En segundo lugar, existen más canales institucionales de denuncia. La creación de líneas de atención, protocolos escolares y rutas de protección hace que el proceso sea más accesible que antes. Aunque aún hay fallas graves en la atención, la percepción de que se puede denunciar sin quedar atrapado en el silencio institucional ha motivado a más padres a dar el paso.
En tercer lugar, influye el cambio cultural en torno a la infancia. Durante décadas, la autoridad del adulto –sea un profesor, un familiar o un líder religioso– era incuestionable. Hoy esa visión ha empezado a resquebrajarse: la voz del niño se escucha más, y aunque todavía falta, la sociedad ya no justifica el abuso bajo la excusa de la disciplina, la confianza o la costumbre.
El aumento en las denuncias también expone un reto: la impunidad. Según la Fiscalía, aunque se han logrado avances, el número de casos judicializados sigue siendo bajo frente al total de denuncias. A esto se suma la revictimización que muchas veces enfrentan los menores, obligados a repetir su relato en distintas instancias o sometidos a procesos que duran años. Denunciar, en muchos casos, sigue siendo un acto solitario de valentía.
El desafío no es solo reconocer que ahora se habla más de los abusos, sino garantizar que cada denuncia se traduzca en justicia y prevención. De poco sirve que las cifras aumenten si las condenas no llegan, si los colegios no cuentan con protocolos claros, o si los agresores –sean docentes o estudiantes– permanecen en las aulas sin sanción.
El hecho de que los padres y madres hoy se atrevan más a denunciar es un avance. Romper el silencio siempre será un primer paso necesario que dar. Pero el riesgo está en confundir el aumento en las denuncias con un agravamiento repentino del problema. El abuso ha estado ahí durante décadas; lo que cambió es que ya no se acepta como algo inevitable ni se oculta bajo la alfombra de la vergüenza familiar.
Frente a esta realidad, la tarea no puede limitarse a mesas de trabajo ni a declaraciones oficiales.
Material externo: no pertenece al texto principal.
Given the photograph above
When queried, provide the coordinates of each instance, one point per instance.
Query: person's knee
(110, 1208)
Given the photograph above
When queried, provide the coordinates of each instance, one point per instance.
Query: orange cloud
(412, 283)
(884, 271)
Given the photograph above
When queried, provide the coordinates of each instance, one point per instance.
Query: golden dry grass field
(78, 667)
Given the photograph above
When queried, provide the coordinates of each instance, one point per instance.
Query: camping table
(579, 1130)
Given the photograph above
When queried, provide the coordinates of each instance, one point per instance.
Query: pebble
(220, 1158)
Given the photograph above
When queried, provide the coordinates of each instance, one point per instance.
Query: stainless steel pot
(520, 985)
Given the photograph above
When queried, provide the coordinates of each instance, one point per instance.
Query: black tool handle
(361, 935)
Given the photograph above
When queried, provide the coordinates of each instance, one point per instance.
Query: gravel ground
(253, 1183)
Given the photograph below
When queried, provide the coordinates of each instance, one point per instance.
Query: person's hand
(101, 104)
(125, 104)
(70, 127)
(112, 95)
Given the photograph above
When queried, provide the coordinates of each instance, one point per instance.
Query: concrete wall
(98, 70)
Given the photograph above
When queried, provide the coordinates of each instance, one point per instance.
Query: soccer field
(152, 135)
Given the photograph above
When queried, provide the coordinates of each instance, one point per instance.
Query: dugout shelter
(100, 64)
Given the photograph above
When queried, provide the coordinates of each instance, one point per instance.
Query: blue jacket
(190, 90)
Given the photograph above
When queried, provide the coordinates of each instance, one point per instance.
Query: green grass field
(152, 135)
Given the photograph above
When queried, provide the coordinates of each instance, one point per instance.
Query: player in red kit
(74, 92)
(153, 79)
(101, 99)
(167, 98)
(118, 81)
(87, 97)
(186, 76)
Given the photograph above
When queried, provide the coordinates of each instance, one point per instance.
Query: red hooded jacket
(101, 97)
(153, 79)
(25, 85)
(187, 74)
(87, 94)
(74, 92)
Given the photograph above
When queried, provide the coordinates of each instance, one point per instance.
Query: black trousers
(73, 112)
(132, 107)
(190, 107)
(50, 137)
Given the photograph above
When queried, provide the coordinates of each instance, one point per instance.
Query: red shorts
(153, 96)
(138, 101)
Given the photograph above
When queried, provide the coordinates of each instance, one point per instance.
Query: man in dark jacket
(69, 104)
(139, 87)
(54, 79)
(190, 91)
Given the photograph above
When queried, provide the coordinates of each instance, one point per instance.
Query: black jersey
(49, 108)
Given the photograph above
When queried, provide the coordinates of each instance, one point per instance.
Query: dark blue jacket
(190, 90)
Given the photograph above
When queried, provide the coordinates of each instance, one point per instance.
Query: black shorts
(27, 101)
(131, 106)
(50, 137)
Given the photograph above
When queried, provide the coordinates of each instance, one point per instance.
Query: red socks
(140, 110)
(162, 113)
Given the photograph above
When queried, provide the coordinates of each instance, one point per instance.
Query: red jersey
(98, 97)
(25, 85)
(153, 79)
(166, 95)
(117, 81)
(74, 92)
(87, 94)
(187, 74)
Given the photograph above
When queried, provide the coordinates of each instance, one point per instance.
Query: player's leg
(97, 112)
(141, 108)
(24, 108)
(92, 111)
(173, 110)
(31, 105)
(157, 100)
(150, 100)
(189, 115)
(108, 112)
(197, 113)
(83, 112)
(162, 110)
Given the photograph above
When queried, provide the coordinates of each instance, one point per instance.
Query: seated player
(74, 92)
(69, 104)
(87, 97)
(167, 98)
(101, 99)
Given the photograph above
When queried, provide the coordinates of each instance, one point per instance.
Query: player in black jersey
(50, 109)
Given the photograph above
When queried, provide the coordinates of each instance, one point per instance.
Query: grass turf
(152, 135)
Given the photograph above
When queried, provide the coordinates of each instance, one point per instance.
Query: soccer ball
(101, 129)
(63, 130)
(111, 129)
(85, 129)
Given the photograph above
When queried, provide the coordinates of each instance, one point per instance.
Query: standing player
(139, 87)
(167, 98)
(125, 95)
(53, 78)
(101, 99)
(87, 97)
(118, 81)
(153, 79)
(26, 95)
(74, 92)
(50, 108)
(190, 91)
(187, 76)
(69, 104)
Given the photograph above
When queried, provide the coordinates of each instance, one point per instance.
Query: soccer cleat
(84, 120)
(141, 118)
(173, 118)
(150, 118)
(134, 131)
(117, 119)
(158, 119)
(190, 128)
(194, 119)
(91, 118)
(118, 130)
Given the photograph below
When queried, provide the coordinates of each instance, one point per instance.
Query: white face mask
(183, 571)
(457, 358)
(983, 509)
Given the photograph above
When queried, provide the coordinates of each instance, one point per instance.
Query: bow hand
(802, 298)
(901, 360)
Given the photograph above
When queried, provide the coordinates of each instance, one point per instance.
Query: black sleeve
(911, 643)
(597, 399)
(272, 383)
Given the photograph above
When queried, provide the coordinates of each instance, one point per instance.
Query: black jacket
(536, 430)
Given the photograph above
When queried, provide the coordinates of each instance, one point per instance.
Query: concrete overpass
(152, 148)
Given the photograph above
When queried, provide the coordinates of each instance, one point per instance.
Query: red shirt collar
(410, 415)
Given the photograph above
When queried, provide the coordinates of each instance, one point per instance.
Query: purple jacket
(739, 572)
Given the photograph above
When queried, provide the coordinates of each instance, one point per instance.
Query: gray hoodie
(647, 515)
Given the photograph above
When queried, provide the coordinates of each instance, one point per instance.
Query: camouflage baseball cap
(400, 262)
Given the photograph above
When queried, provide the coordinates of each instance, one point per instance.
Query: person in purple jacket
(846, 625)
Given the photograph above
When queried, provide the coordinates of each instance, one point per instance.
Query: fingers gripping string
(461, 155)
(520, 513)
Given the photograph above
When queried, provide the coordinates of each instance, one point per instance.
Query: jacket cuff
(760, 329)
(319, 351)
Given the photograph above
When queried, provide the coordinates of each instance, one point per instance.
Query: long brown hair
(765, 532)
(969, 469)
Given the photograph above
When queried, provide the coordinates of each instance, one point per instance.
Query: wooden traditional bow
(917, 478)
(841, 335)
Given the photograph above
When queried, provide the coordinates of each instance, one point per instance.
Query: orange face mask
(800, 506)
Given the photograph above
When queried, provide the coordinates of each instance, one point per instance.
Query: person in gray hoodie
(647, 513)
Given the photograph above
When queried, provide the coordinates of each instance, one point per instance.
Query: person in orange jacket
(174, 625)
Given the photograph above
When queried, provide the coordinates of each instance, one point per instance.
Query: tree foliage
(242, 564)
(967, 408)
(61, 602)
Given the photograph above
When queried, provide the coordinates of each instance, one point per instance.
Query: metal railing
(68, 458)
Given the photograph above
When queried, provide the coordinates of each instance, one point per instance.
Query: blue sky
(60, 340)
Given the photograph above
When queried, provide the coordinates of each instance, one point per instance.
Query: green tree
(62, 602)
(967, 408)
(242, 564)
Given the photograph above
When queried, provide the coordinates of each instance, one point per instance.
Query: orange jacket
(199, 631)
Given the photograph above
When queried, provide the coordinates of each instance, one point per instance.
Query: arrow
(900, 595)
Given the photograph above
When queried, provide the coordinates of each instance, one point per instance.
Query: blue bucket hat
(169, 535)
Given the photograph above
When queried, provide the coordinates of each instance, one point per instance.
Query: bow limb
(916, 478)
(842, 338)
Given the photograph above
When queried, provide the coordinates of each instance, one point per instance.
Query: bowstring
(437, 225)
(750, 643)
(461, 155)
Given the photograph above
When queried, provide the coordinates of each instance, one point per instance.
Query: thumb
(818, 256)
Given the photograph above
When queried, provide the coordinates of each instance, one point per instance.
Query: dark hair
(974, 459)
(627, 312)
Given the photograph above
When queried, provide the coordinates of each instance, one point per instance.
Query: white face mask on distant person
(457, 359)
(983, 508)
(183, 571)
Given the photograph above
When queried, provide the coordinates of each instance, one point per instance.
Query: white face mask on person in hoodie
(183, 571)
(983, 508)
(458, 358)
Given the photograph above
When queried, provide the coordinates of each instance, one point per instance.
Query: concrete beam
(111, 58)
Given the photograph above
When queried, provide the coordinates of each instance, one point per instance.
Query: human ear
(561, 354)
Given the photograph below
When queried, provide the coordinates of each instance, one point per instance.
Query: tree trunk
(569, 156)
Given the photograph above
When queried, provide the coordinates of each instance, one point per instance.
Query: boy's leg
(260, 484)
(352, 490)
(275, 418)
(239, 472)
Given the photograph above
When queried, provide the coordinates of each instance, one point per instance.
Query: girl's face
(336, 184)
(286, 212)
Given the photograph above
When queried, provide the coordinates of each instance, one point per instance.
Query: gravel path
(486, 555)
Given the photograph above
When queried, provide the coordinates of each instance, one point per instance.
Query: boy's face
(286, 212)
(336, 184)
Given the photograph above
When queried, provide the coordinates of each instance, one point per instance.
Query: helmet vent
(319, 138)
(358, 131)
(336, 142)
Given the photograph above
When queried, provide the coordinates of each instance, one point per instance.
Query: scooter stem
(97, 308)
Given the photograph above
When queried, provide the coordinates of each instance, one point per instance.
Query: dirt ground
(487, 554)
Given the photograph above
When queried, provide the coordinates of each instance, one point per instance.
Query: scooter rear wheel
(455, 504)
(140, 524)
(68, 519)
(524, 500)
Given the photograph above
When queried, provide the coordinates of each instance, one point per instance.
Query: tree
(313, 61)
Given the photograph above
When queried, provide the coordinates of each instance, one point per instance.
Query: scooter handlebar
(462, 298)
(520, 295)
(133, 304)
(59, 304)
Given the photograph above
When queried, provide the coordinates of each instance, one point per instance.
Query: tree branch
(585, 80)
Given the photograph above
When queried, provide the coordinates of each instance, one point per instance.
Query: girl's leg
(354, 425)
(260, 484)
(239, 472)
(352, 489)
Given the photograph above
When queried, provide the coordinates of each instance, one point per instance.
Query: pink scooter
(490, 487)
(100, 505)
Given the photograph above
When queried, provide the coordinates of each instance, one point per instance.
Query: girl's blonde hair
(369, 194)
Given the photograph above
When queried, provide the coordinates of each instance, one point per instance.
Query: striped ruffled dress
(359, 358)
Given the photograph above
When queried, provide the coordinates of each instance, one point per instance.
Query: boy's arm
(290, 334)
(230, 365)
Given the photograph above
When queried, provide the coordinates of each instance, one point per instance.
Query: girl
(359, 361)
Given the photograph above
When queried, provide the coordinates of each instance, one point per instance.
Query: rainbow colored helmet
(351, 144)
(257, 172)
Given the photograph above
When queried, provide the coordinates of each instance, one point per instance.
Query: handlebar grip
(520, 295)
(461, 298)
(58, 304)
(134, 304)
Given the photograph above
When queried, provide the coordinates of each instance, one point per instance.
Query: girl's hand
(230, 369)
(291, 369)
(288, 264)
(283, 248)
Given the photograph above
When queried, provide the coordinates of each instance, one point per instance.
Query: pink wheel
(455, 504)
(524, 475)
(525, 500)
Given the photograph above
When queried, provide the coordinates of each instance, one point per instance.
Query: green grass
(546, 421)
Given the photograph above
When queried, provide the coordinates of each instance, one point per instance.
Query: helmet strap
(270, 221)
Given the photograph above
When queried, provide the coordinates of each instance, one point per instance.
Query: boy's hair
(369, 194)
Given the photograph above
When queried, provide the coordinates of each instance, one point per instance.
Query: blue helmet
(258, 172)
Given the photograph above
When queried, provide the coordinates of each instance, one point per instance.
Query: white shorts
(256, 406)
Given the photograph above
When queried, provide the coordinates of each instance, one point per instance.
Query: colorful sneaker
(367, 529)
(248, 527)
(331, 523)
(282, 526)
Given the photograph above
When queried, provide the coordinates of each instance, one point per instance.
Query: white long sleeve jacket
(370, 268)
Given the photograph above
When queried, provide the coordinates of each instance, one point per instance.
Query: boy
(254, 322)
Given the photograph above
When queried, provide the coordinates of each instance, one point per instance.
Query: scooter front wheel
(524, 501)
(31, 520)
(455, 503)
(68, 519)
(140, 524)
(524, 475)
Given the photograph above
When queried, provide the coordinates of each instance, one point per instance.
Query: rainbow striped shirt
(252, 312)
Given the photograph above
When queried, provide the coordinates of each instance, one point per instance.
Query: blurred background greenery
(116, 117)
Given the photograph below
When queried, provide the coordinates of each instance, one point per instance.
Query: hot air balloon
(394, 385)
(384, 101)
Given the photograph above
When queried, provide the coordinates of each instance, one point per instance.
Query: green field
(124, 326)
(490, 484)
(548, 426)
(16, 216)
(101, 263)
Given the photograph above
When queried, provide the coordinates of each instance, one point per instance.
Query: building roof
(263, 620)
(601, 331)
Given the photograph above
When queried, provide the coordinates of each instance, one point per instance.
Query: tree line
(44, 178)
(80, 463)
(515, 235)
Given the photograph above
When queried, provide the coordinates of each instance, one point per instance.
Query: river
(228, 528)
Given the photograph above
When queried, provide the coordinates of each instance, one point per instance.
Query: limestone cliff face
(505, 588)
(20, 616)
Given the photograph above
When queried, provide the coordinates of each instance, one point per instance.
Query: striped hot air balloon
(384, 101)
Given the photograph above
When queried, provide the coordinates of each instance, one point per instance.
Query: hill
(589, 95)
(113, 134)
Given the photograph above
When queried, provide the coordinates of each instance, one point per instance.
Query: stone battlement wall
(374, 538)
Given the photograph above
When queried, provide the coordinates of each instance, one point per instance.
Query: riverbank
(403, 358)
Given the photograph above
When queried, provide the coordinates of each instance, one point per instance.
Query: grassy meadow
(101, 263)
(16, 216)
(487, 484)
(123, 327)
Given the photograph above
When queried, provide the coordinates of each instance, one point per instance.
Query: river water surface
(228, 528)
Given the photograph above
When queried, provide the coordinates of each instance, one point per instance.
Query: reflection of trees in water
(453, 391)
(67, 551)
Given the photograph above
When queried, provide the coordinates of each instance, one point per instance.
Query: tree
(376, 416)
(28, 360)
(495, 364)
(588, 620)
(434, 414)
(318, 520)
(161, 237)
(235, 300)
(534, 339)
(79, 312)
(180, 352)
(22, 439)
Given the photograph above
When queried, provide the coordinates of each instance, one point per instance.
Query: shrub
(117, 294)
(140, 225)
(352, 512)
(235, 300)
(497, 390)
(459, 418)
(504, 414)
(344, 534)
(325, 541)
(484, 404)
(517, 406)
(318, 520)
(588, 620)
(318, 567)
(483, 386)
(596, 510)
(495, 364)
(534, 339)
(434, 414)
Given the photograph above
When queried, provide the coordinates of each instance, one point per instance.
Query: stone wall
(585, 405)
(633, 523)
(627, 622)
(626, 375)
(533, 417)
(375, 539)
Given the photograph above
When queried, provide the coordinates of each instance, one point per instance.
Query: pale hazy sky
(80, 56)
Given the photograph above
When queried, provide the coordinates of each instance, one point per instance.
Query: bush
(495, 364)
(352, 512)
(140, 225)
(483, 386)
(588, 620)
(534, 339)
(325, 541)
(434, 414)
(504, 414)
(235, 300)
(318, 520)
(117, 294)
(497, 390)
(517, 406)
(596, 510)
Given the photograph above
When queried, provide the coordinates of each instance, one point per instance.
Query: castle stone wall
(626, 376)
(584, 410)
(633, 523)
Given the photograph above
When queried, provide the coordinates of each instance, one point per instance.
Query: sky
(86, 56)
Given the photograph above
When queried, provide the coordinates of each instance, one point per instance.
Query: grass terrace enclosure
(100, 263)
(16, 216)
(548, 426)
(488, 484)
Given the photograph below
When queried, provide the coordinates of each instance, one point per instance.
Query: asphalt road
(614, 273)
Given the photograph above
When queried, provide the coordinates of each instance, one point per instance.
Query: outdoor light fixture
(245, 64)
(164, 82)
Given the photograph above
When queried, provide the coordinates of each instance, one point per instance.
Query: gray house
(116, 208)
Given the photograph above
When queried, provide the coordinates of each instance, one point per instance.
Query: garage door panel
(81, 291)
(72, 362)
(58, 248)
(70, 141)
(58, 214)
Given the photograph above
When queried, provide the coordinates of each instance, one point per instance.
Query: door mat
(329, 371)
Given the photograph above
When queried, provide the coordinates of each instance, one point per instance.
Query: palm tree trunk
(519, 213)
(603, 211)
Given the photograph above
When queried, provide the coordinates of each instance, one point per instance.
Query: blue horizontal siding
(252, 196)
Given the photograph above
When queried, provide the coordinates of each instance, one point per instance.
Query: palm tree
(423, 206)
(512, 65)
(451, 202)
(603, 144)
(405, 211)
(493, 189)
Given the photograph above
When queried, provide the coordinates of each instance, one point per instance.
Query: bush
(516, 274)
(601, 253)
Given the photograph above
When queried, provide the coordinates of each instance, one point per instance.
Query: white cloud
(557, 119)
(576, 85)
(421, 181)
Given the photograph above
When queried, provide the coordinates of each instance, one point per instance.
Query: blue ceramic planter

Se requiere una política pública sólida, con énfasis en la prevención desde la primera infancia, formación en los colegios para identificar señales de abuso y un sistema judicial que evite la revictimización. Más que aumentar las penas, lo que necesita el país es romper la cadena de impunidad que perpetúa el delito.
Los niños y niñas de Bogotá y de Colombia no deberían cargar con el peso de denunciar para ser estimados y escuchados. La responsabilidad está en los adultos, en las instituciones y en el Estado. Hoy tenemos más denuncias porque el silencio empezó a quebrarse. Que esa ruptura no quede en cifras, sino en justicia, será la verdadera medida de cuánto hemos cambiado como sociedad.